Hanging out with all the international obscenely rich at Davos this week most have rubbed off on Donald Trump, making him think he's invincible. Trump told CNBC's Joe Kernen that cutting social insurance programs (entitlements, in CNBC-speak) is "actually the easiest of all things." At least, that appears to be the kernel of the thought contained in a torrent of seemingly unconnected words with which he answered the question, "Entitlements ever be on your plate?"

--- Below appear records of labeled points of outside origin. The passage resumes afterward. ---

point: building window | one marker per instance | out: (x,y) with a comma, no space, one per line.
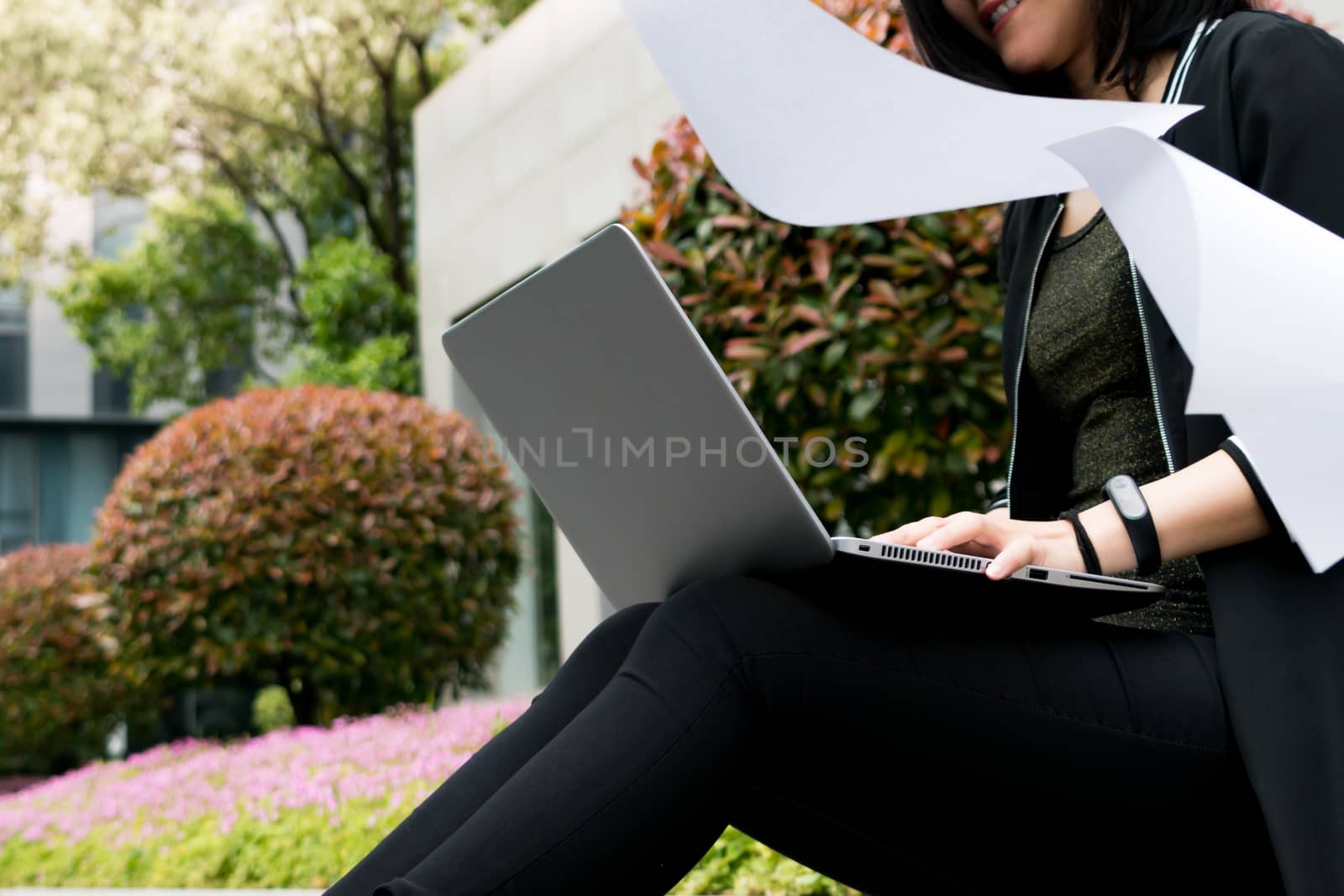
(13,351)
(111,392)
(54,479)
(18,490)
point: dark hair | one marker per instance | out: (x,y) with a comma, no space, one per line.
(1129,33)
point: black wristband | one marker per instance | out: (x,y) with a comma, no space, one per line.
(1133,512)
(1085,547)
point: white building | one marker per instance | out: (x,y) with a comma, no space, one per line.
(65,429)
(519,156)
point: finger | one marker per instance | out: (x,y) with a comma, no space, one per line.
(961,528)
(1012,558)
(911,532)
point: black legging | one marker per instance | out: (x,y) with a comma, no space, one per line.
(891,754)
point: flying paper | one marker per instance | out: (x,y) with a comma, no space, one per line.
(1257,308)
(815,123)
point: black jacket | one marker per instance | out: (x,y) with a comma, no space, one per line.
(1273,96)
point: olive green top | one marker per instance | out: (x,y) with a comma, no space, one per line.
(1085,354)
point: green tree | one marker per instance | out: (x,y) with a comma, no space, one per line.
(190,297)
(300,109)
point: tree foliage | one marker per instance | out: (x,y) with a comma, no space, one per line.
(300,109)
(190,297)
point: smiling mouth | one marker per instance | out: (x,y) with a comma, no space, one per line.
(995,13)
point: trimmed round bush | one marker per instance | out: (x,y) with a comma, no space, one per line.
(355,547)
(55,645)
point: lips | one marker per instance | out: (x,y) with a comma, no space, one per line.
(995,13)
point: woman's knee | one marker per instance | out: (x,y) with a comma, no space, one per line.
(613,636)
(718,610)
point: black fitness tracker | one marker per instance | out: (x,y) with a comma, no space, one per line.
(1133,510)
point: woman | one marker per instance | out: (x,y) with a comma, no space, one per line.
(937,755)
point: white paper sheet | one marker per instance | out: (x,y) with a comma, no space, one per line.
(815,123)
(1256,296)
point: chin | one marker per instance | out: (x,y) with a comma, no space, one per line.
(1026,60)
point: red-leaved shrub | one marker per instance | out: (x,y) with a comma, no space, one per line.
(356,547)
(57,699)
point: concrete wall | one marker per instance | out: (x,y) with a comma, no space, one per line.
(60,367)
(517,157)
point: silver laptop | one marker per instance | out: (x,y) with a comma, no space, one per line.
(622,421)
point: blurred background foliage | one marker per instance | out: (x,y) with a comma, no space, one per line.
(886,332)
(275,125)
(356,548)
(57,700)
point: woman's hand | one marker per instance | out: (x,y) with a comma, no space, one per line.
(1011,543)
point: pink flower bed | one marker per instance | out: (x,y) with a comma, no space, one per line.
(401,755)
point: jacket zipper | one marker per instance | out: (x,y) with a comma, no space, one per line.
(1021,352)
(1152,371)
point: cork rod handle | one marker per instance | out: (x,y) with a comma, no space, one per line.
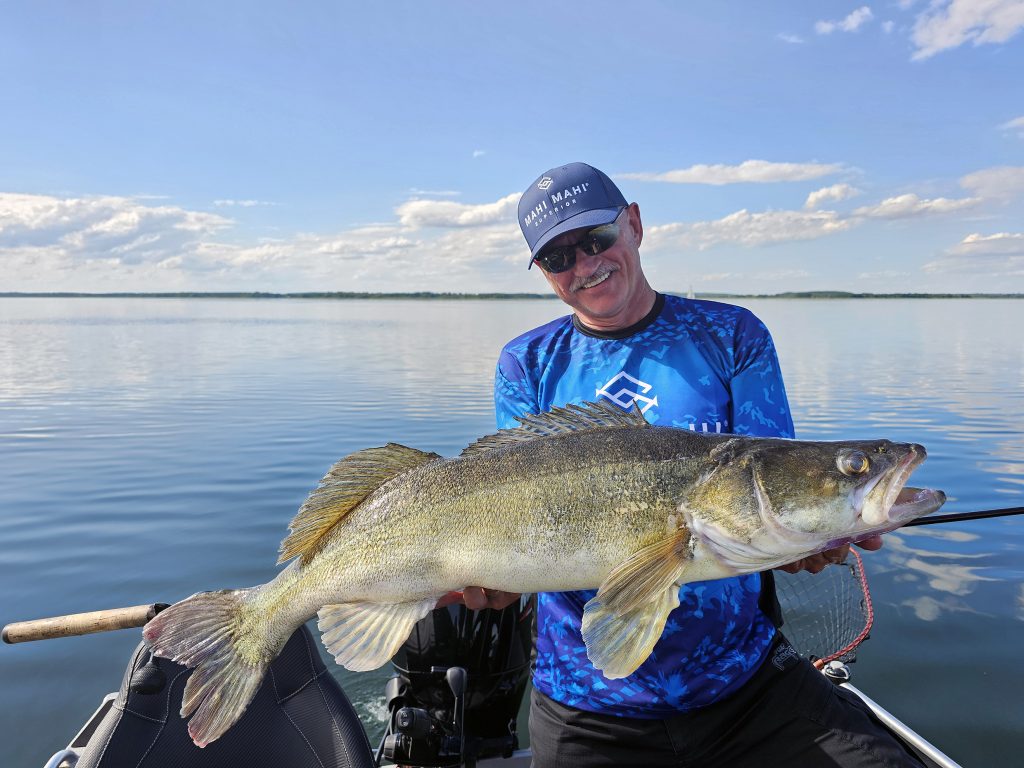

"At some point they will be," he said. "This next year I—it'll be toward the end of the year. […] At the right time, we will take a look at that," Trump said. "You know, that’s actually the easiest of all things, if you look." Later on he added, "Well, we're going—we're going to look. We also have—assets that we've never had. I mean, we've never had growth like this." He says that "the growth is going to be incredible" and that "We also have assets that we've never had. […] Look, our country is the hottest in the world. We have the hottest economy in the world." So he's in Davos, where everyone is talking economics (supposedly), so his needle seems to be stuck in that groove. But since this is the guy who has reportedly yukked it up with Republican senators over how much fun it would be to cut Medicare in his second term, this story can't be discounted. No matter how incoherent he is.
That's a big departure, nonetheless, from 2016 candidate Trump, who promised that Social Security and Medicare would never be on the table. In 2015, he promised on his website, "I'm not going to cut Social Security like every other Republican and I'm not going to cut Medicare or Medicaid. […] Every other Republican is going to cut, and even if they wouldn't, they don't know what to do because they don't know where the money is. I do." Whatever that means, but it is a promise that he abandoned happily when he got what he thinks is absolute power. Never mind all the ways he's cut and tried to cut the programs in the past three years.
A second-term Trump, however, would feel absolutely invincible. He absolutely would go after Social Security and Medicare and Medicaid. And if Mitch McConnell is still Senate majority leader, Trump will have an absolutely committed partner in that. Since he got the tax scam passed, McConnell has beaten the drum about needing to cut the programs because the tax cuts he rammed through are costing too much. (Half the point of the tax cuts, by the way, was providing an excuse for attacking these programs again.)
Getting rid of Trump is an existential priority at this point. Getting rid of McConnell, or at least stripping him of his majority, is only slightly less of a necessity.